For a few examples, that’s how I learned that it was really important to reflect Abbie’s identity as a black woman in America with specfic hair care products and sleeping caps near her bed in Irreplaceable You; that Doc and Scarlett’s characters as second generation Korean-Americans in Season 3, Episode 5 of High Maintenance, would most likely only be visually reflected in her kitchen so I dressed in the stainless steel bowls that are unique to Koreans, a rice cooker, and some Korean food products; that Adriana as a second-generation Puerto Rican woman living in New York in Season 3, Episode 8 of High Maintenance, a wooden beaded curtain would likely make an appearance in her home, and a bunch of details on the sets I’ve been working on for the last four months but can’t talk about until they air/get released.
Anyways, what I’ve been thinking about however, is where anthropology and aesthetics intersect and sometimes are at odds while putting together a set.
If we were working on a museum diorama or maybe filming doing a documentary our sets would just be recreating exactly how certain people and the anthropology would be the aesthetic. But as craftspeople, designers, and artists working on telling a visual story on screen our sets are artistically aesthetic expressions of the emotion and mood of the story as well as representations of the character and not merely anthropological recreations.
Often times the aesthetic tone of the story and character is defined and the starting point of imagining and creating a set before the anthropological details of character’s identity specifics are fleshed out.

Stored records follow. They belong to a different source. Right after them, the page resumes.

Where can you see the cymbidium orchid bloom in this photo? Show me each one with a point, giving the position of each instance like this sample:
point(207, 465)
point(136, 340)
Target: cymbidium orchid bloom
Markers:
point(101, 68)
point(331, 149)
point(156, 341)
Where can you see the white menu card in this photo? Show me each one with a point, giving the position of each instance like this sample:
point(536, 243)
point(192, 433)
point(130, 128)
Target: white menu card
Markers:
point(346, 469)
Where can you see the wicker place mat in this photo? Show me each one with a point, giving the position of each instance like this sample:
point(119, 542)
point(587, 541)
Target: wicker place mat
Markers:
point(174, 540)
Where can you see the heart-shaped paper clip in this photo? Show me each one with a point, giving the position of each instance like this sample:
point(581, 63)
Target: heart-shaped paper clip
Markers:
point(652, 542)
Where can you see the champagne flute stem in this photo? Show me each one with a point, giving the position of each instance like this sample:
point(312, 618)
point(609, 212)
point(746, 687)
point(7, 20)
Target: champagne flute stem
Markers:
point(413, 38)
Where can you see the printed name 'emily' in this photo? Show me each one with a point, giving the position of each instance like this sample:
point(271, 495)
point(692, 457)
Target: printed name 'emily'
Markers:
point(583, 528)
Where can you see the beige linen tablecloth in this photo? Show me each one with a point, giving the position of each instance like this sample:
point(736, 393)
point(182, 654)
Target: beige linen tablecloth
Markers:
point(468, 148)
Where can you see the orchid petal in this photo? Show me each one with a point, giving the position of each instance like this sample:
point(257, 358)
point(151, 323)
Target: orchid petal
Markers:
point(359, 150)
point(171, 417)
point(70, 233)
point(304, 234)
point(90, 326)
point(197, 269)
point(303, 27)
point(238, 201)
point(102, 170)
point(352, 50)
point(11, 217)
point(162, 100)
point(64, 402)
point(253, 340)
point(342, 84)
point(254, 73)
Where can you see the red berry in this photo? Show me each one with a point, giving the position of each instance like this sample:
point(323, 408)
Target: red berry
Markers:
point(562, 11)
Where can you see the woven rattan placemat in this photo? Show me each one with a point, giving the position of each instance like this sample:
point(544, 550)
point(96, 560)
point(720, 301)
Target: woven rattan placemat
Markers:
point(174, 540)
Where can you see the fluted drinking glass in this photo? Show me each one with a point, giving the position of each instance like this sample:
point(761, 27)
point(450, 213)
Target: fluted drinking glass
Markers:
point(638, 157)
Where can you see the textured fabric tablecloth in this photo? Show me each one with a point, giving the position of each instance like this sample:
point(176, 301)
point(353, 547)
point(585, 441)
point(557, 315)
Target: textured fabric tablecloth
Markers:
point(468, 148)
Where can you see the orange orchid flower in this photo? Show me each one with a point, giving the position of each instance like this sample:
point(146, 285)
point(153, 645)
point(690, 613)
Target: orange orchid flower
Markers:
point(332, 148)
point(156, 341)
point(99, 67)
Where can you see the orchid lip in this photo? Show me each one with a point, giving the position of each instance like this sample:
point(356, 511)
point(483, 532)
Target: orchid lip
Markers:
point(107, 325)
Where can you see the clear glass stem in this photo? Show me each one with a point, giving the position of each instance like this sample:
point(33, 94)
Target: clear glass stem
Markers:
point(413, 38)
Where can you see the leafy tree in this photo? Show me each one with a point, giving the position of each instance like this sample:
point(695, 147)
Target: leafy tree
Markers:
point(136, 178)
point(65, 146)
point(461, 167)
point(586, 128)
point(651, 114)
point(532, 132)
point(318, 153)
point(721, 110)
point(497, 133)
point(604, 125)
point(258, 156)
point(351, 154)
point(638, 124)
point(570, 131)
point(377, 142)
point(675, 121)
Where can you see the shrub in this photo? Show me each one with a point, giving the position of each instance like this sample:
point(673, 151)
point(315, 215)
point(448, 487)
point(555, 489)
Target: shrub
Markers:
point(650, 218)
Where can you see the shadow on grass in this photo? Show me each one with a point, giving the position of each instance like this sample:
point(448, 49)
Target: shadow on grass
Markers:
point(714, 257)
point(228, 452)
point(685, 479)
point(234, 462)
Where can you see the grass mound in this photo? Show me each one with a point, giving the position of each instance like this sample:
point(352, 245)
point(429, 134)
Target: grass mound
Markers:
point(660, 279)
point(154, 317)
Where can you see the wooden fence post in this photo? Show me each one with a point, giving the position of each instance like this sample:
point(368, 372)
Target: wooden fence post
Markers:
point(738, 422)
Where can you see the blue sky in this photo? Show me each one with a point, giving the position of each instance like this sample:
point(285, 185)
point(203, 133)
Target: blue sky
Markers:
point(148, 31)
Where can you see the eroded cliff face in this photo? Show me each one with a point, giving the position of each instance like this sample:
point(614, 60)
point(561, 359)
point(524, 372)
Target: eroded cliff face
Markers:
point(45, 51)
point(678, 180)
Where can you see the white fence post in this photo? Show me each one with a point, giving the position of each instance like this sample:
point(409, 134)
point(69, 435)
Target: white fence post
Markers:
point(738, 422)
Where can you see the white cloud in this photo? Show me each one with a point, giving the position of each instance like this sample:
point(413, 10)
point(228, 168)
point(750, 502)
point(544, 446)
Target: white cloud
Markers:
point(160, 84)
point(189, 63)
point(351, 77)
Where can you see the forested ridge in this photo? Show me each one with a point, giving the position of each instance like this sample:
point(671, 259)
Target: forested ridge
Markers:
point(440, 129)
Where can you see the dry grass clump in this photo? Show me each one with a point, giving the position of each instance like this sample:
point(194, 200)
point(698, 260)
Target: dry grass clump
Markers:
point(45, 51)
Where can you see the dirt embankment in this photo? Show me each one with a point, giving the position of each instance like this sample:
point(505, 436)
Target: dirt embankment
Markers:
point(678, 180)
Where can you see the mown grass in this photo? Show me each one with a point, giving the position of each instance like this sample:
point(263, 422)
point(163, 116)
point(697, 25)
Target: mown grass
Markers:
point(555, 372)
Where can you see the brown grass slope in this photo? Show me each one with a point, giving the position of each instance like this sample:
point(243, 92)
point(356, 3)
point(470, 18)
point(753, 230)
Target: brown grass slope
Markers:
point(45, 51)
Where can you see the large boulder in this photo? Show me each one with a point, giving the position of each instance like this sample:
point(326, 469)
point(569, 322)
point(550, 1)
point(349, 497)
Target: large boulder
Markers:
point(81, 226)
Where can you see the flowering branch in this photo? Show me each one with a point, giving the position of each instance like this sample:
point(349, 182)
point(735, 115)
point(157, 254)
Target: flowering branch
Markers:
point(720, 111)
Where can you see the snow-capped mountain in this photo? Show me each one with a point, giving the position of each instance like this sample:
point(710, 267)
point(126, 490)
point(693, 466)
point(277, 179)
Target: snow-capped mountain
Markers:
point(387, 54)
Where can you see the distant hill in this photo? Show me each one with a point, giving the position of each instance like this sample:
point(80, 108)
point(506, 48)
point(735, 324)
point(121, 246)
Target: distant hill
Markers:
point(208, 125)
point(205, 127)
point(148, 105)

We want our sets to enrich the understanding of the character and illuminate backstories but we also want our sets to be aesthetically unified and visually satisfying.
What I’ve been thinking a lot about lately is how often the “perfect” lamp or side table for a character from a working class immigrant background is considering too ugly or far away from so-called “good taste” that they never make it into a set. On one hand there is already a fine line of representing characters with authenticity, compassion, and dignity vs being lazy, condescending, and working on stereotypes. On the other hand there is danger of imposing a certain mainstream (often white-centered) normative idea of decorating a home in “good taste” that often erases the specific details of living environments because they are “too ugly or cheap looking” but maybe there is more dignity in representing characters’ environments whatever their background as beautifully as possible.
Usually my guiding light is what makes sense for the character and what seems “too ugly” becomes “perfectly ugly” to me because it is an accurate or authentic representation. But many times that’s not how the decisions are made. I’ve worked with people where the aesthetic and design idea is the determining factor that trumps something accurate but “too ugly” and the resulting set is more beautiful and visually pleasing.
I can see both sides and I’m sure there is room for both approaches to work together when putting together layered sets to reflect both reality and the story. I would love to hear more about the underlying philosophy other decorators and designers use to approach these ideas.